Quand les armes s’étaient tues, plusieurs dizaines de victimes avaient été dénombrées dans les deux camps. La gravité de l’accrochage avait conduit les autorités américaines à élever au maximum le niveau d’alerte de leurs forces armées. Une demi-division avait franchi la frontière de façon symbolique, repoussant la garde montée canadienne, tandis que des F35 et des Raptors survolaient le Canada, ne recherchaient qu’un prétexte pour déclencher des représailles à la hauteur de l’hystérie qui s’était emparée du Bureau Ovale.

A la demande des deux ex-puissances coloniales du continent Nord-Américain, la France et le Royaume-Uni, le Conseil de Sécurité de l’ONU avait été réuni en extrême urgence. Les diplomates européens avaient déployé des trésors de persuasion pour désamorcer la crise et enrayer l’escalade. Au terme de négociations très serrées, les deux parties avaient convenu d’un arrangement à l’amiable, le Canada s’engageant à ne plus aider de quelque façon que ce soit, les états GAFA, les Etats-Unis se repliant derrière la frontière internationale. Lors du vote, les représentants russe et chinois s’étaient empressés de se murer dans une abstention circonstancielle et hypocrite. Le Président américain était alors monté à la tribune de l’Assemblée Générale des Nations-Unies où il avait tonné, menaçant du feu atomique quiconque désormais s’immiscerait dans une affaire interne des Etats-Unis.

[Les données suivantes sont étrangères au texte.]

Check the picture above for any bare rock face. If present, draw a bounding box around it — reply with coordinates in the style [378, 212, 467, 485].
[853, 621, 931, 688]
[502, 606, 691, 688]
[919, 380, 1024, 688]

Le lendemain de ce discours enflammé, il avait signé un décret-loi autorisant le blocus terrestre et maritime des états rebelles. Les 3ème et 7ème flottes du Pacifique, la 4ème flotte de l’Atlantique Sud et la 5ème flotte de l’océan indien furent rappelées pour monter une garde vigilante des eaux territoriales américaines. Des dizaines de navires de surface et autant de sous-marins surveillèrent nuit et jour les milliers de kilomètres de côtes s’étendant du Canada au Mexique. La Garde nationale de plusieurs états loyalistes avait été mobilisée pour sécuriser la frontière terrestre au nord et des travaux supplémentaires avaient encore étendu la Grande Muraille entre les deux océans, au sud. La Forteresse America vit le jour. Ce cauchemar, qui n’appartenait jusque là qu’aux auteurs de hard science-fiction, devint réalité. America First, proclamaient fièrement les hérauts de Washington DC, comme le martelait chaque jour, le président élu en fin 2016.

Scarlett revint s’assoir à côté de Mélanie, l’épouse comblée d’Ashley. Mélanie était une jeune femme au teint pâle, aux cheveux châtains et aux grands yeux bleus. Elle enseignait le droit, avant la crise, à l’université de Berkeley. C’était aussi la meilleure amie de Scarlett depuis le lycée de Foster City, leur ville natale où elles avaient grandi dans des familles aisées. Leurs parents travaillaient dans des start-up florissantes de la Vallée, à l’ombre bienveillante des géants de l’économie numérique. Mélanie, malgré tout ce qu’avait fait Scarlett pour empêcher son mariage et capter le coeur d’Ashley, en vain, ne lui en avait jamais voulu.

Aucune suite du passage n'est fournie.